Afeni goes on to speak on how she wants fans to remember her son “Remember the words of my son. To Keep Your Head up. Remember Against All Odds. Nobody Can Judge You. That’s God’s job. Remember, the things 2Pac said. I just really ask people to really study his music and to listen to his music with an open heart and soothed mind. Thank you very much. Peace”
Tupac’s Aunt Glo
Eminem, who never met Tupac but was inspired by him and produced Tupac’s 2004 album ‘Loyal to the Game’ alongside Afeni Shakur.
“The day we found out that he didn’t make it we literally cried. We went into the cleaning closet and Kon Artis (D12) said a prayer and we all just hugged and shed a couple of tears. We couldn’t believe it. When Tupac died, the world lost an icon. A soldier. A poet. I lost an idol.”
Treach, from hip hop group Naughty by Nature, was a very close friend of Tupac. He also wrote a dedication song for his long time friend called ‘Mourn You ‘Til I Join You’
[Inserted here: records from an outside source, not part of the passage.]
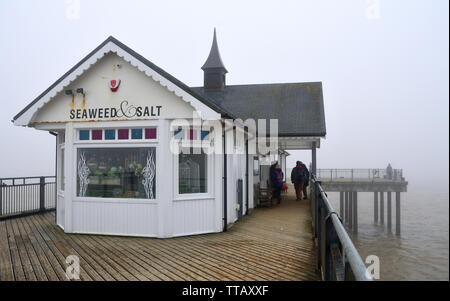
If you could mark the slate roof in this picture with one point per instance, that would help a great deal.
(297, 106)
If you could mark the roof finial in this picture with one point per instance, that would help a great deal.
(214, 60)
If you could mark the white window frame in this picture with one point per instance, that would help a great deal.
(147, 144)
(209, 194)
(60, 176)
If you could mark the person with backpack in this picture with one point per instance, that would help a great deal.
(298, 176)
(276, 178)
(305, 180)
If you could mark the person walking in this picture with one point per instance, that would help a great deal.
(276, 178)
(298, 178)
(305, 173)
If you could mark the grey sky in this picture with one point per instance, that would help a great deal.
(385, 80)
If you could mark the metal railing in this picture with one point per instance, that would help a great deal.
(337, 257)
(373, 174)
(25, 195)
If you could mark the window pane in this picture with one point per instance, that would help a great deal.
(123, 134)
(62, 170)
(116, 172)
(110, 134)
(84, 134)
(150, 133)
(204, 134)
(136, 134)
(97, 134)
(192, 173)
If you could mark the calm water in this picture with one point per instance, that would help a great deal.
(422, 250)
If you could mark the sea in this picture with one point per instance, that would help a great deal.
(421, 252)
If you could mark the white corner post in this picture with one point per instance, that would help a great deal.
(70, 176)
(314, 158)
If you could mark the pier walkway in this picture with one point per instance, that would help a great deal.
(269, 244)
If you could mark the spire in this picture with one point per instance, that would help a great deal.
(214, 60)
(214, 70)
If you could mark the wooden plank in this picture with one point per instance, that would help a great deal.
(29, 249)
(270, 244)
(21, 266)
(87, 263)
(40, 251)
(6, 266)
(62, 249)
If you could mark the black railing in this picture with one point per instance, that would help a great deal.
(358, 174)
(337, 257)
(25, 195)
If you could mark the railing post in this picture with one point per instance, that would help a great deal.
(42, 194)
(1, 197)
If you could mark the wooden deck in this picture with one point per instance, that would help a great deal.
(270, 244)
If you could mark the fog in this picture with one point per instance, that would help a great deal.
(384, 70)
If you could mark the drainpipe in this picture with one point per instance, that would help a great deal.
(246, 176)
(225, 220)
(56, 174)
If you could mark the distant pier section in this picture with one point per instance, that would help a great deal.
(381, 182)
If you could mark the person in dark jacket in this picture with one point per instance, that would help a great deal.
(276, 179)
(298, 178)
(305, 180)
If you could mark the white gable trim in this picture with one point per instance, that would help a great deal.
(27, 117)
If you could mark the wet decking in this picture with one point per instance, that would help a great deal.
(269, 244)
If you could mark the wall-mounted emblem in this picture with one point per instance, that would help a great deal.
(114, 84)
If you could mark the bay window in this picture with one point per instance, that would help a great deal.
(193, 172)
(116, 172)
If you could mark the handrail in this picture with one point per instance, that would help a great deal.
(25, 195)
(357, 174)
(338, 258)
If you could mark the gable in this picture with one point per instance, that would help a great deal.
(138, 97)
(208, 109)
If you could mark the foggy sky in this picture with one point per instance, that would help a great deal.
(385, 80)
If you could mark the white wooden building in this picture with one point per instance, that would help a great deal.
(112, 115)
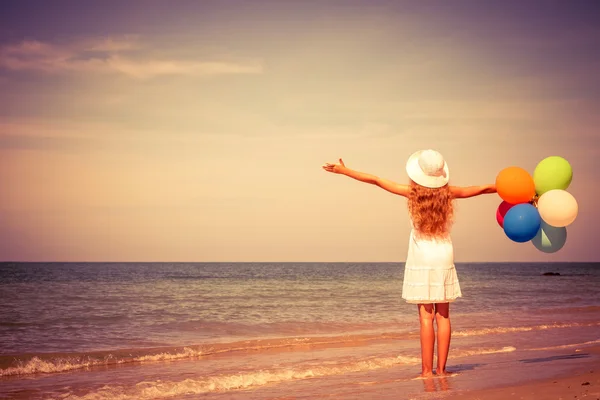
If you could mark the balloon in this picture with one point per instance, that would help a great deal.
(515, 185)
(558, 207)
(501, 212)
(550, 239)
(552, 173)
(522, 222)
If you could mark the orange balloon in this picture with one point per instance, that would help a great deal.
(515, 185)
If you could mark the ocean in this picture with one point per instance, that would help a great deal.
(280, 330)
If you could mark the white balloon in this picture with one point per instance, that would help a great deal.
(558, 208)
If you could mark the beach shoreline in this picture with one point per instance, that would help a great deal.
(579, 382)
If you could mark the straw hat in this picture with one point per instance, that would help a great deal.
(428, 168)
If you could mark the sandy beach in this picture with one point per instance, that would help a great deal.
(582, 382)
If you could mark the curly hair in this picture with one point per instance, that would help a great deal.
(431, 210)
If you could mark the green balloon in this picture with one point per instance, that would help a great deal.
(550, 239)
(552, 173)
“We spoke many a time, and he was like, ‘I don’t see myself growing old. He was one of the realest niggas that lived. He said whatever was on his mind. Never bit his tongue for nuthin. He was a baby Panther, soldier, poet and visionary. He was a thug. He was a poppet. We got robbed of someone who was gonna take us where we needed to be”
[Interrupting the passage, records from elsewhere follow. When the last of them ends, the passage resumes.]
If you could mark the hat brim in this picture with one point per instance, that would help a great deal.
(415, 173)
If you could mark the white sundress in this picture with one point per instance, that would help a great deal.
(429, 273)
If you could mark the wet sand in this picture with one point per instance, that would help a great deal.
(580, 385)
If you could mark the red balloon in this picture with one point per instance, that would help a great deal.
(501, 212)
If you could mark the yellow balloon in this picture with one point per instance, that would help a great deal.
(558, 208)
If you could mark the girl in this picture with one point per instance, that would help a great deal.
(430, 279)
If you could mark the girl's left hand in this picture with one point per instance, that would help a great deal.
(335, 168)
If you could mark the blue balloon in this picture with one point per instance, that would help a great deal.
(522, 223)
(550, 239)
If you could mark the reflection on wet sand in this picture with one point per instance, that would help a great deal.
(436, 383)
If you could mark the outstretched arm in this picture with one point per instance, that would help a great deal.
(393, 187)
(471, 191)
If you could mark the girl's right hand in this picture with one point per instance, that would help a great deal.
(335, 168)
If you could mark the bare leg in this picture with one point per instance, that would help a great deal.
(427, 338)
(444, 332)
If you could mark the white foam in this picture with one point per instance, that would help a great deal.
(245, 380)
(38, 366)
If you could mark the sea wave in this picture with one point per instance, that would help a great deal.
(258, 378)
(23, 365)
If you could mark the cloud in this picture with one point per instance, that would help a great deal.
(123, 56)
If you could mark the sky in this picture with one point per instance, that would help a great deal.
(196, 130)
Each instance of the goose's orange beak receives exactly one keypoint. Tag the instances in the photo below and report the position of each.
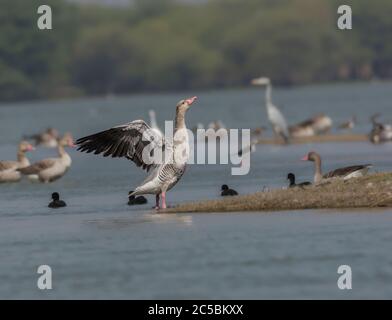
(30, 148)
(191, 100)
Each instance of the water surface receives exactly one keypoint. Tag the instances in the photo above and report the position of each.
(98, 247)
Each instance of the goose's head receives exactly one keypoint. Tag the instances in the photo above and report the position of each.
(311, 156)
(183, 105)
(67, 140)
(262, 81)
(24, 146)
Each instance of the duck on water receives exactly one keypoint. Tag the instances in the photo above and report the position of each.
(56, 202)
(293, 184)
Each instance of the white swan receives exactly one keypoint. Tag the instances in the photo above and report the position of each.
(275, 117)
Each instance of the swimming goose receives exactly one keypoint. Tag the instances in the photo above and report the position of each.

Tupac appeared in E-40’s video ‘Rapper’s Ball’
“Pac was hated by few but loved by many and those who hated him didn’t even know him. I truly believe that there will never be another rapper
who can uplift spirits and explain the ups and downs of everyday life through rap music like ‘Pac”
Omar appeared in the 1993 film Juice alongside Tupac
“Pac was just the truth. He always brought it from the heart. Sometimes the truth hurts or the truth can set you free. In his case, it did both. Some said he was the rappin’ Nostradamus, like he could prophesy. But he was just saying that ill shit that niggas be thinking and no one wanted to say. The thing was, he lived his life in a way that the lyrics had to come true. He just went all out. Everyday was his first and last.”
Janet starred in the 1993 film Poetic Justice, alongside Tupac.
“I feel very fortunate to have seen another side of Tupac, someone who was very caring and loving, a contrast to his public image. He will be missed by many.”
Tupac Shakur had 9 Platinum albums, 7 Posthumous Albums, 75 million albums sold worldwide, 713 songs, 7 movies, all by the age of 25. Thug In Peace, Tupac, your legacy will never die.